# Flood of puppies over the weekend.



## Ezio (Feb 22, 2013)

Last week the shelter I volunteer at got in two heavily pregnant Pit mixes. According to the person who brought them in (another shelter volunteer) they are mother and daughter and both had spent their lives on a chain. 
Over the weekend both gave birth to 9 , for a total of 18 puppies. Both are HW positive, anemic and malnourished. Their names are Olive and Sandy. 
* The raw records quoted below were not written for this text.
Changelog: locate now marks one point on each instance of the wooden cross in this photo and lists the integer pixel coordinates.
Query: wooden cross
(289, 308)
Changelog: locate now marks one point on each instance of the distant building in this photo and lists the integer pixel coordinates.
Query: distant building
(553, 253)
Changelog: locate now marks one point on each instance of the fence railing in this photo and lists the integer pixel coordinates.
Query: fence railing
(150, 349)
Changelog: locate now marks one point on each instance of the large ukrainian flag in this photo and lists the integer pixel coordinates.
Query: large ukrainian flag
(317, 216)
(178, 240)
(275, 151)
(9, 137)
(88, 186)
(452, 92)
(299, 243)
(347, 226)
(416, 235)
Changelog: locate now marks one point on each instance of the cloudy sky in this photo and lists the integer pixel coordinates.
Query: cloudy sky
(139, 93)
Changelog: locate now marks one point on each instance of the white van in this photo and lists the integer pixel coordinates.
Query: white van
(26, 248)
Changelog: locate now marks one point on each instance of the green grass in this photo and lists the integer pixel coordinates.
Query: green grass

Here's the website, they don't have info about them yet, but if anyone in TX could help they would really appreciate it. 
http://www.bulverdeareahumanesociety.com/index.html


----------



## timber- (Mar 11, 2015)

Both are beautiful! I hope they get all the help they need. Is the shelter going to provide the care or are they looking for rescue to help? I wish I was closer and I wish I could bring them over he border,


----------



## Ezio (Feb 22, 2013)

timber- said:


> Both are beautiful! I hope they get all the help they need. Is the shelter going to provide the care or are they looking for rescue to help? I wish I was closer and I wish I could bring them over he border,


I'm not really sure, but the shelter will probably do it all on their own through donations. They are a small town shelter and don't really have any involvement with rescues. They do have a good relationship with a trainer and a vet though.


----------



## Willowy (Dec 10, 2007)

Awww, they look like such sweet girls. I can see it in their eyes. 

But yikes, 18 puppies! I hope everything goes well for all of them.


----------